Entenda como identificar e que caminho percorrer no diagnóstico e tratamento
O mês de Abril é o mês de Conscientização Sobre o Transtorno do Espectro Autista (TEA), campanha iniciada em 2007 pela Organização Mundial da Saúde e intitulada como Abril Azul, tem por objetivo mobilizar instituições, meios de comunicação e sociedade em geral sobre a importância de se ter informações, discutir e conscientizar sobre o TEA. Quando fui convidada a produzir esse texto, parei por alguns instantes para pensar sobre o que seria importante trazer sobre o Transtorno do Espectro Autista, para que as pessoas compreendam melhor sobre o que é, como identificar e o mais importante, como respeitar e lidar com pessoas no Espectro.
Primeiramente, é importante esclarecer que, o TEA não é uma doença, não é transmissível, não começou a surgir nos últimos tempos, não é adquirida com o passar dos anos e ao contrário do que muitas pessoas de meia idade falam, sim, em suas épocas haviam pessoas com TEA, elas só não tinham diagnóstico ou tinham diagnósticos equivocados, não eram vistas e quando vistas, eram exclusas da sociedade, recolhidas em hospitais psiquiátricos, não eram compreendidas ou quem dera, amparadas em suas necessidades terapêuticas.
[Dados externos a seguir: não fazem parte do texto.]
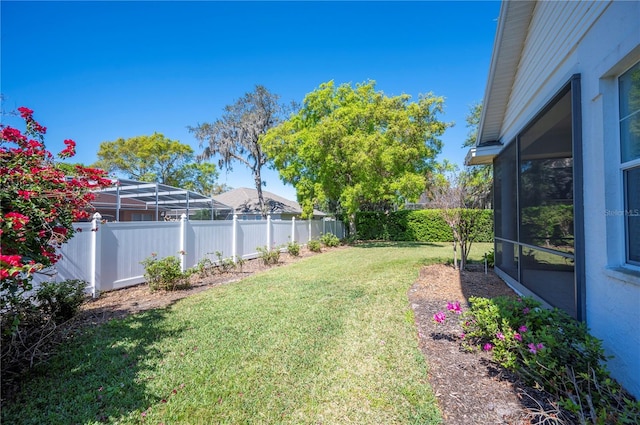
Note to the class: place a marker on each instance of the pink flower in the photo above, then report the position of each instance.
(439, 317)
(25, 112)
(534, 348)
(454, 307)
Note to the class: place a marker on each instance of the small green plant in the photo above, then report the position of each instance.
(549, 350)
(329, 240)
(314, 245)
(225, 265)
(61, 300)
(293, 248)
(165, 274)
(204, 268)
(491, 258)
(269, 256)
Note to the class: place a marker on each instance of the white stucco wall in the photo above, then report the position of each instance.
(599, 41)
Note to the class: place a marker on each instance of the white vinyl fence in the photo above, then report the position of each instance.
(108, 255)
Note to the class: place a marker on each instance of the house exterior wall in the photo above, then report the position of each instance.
(598, 41)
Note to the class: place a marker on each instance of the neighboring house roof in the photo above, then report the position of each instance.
(515, 17)
(245, 201)
(162, 196)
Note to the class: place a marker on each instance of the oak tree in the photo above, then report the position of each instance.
(156, 158)
(236, 136)
(354, 148)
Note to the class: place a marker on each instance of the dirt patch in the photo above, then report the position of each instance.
(470, 387)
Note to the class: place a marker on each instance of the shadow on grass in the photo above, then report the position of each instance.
(99, 376)
(395, 244)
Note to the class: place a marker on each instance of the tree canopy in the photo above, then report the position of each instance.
(156, 158)
(236, 136)
(353, 148)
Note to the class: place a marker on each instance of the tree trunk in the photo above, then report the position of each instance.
(258, 181)
(455, 253)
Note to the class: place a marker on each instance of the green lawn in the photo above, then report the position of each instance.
(329, 339)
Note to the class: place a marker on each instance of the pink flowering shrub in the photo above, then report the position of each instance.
(548, 350)
(39, 205)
O que ocorre é que hoje, com o avanço da ciência, das pesquisas e com o advento da internet, profissionais conseguem identificar os sinais e sintomas e pessoas tem mais acesso à informação, conseguindo encontrar semelhanças em si mesmas ou em seus filhos com sintomas do TEA, o que enseja na busca por diagnósticos.
Mas afinal, o que é o Transtorno do Espectro Autista? É um transtorno do neurodesenvolvimento, ou seja, acontece na formação da vida ainda intra-ulterina, tendo como predisposição: base genética ( de 97 a 99% dos casos) quando um ascendente carrega o gene, hereditária (aproximadamente 80% dos casos) quando um dos pais ou ambos carregam o gene, e por fatores de risco na gestação, como infecções, traumas, uso de drogas ( aproximadamente de 1 a 3% dos casos)[1]. Muitos pais de crianças com autismo buscam seus diagnósticos após receberem os diagnósticos de seus filhos.
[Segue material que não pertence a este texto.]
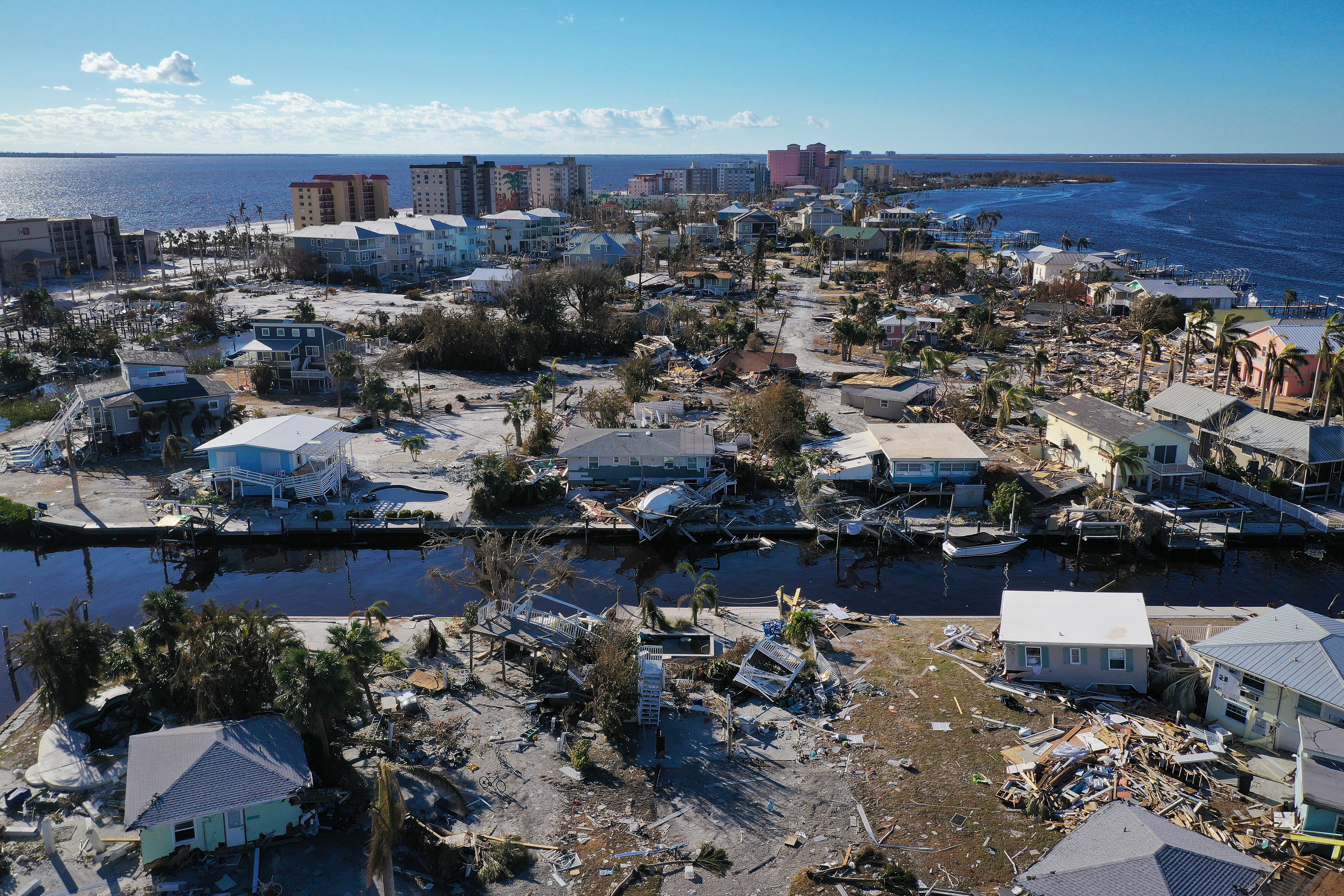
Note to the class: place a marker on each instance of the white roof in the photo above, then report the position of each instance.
(290, 433)
(1074, 617)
O transtorno leva o nome de espectro pois carrega nuances sintomatológicas observáveis, mas que se divergem de indivíduo para indivíduo, o que nos faz compreender também que, não há um autista igual a outro, o que causa hipersensibilidade em um, pode ser objeto de regulação para outro, por exemplo. Para o diagnóstico do TEA, segundo o DSM-5 [2] é necessário reconhecer déficits na interação e comunicação social, atendendo a todos os critérios A., critérios B. padrões restritos e repetitivos de comportamento, atividades ou interesses, atendendo a pelomenos 2 critérios. No critério C. os sintomas devem estar presentes precocemente no período do desenvolvimento, porém eles podem não estar totalmente aparentes até que exista uma demanda social para que essas habilidades sejam exercidas. Critério D. os sintomas causam prejuízos clínicos significativos no funcionamento social, profissional e pessoal ou em outras áreas importantes da pessoa e os distúrbios não são bem explicados por deficiência cognitiva e intelectual ou pelo atraso global do desenvolvimento. O nível do TEA é identificado de acordo com a necessidade de suporte.
Os primeiros sinais de autismo podem ser percebidos logo nos primeiros anos de vida, com atrasos no desenvolvimento neuropsicomotor das crianças, com déficits desde a interação, limitação na reciprocidade emocional, fala e comunicação social, baixo interesse por pares, dificuldade na adaptação de comportamentos, dificuldade no compartilhamento de interesses, limitação no comportamento não verbal de comunicação, atrasos no desenvolvimento motor, hipotonia muscular, estereotipias motoras ou de fala, como balançar de mãos, mover o corpo para frente e para trás, reprodução de sons, repetição de palavras ou frases (ecolalia), a padrões restritos e repetitivos de comportamento, como enfileirar objetos, não dar função aos brinquedos ao brincar, dar preferência aos mesmos alimentos, ter uma adesão inflexível a rotinas, andar na ponta dos pés. A Hipersensibilidade sensorial pode aparecer com a percepção sensorial mais aflorada, podendo ser tátil, auditiva, visual, olfativa ou paliativa e no caso da hiposensibilidade, com a baixa sensorial, como a resistência a dores, por exemplo. Para o diagnóstico é necessária a avaliação profissional, falaremos sobre ela em breve.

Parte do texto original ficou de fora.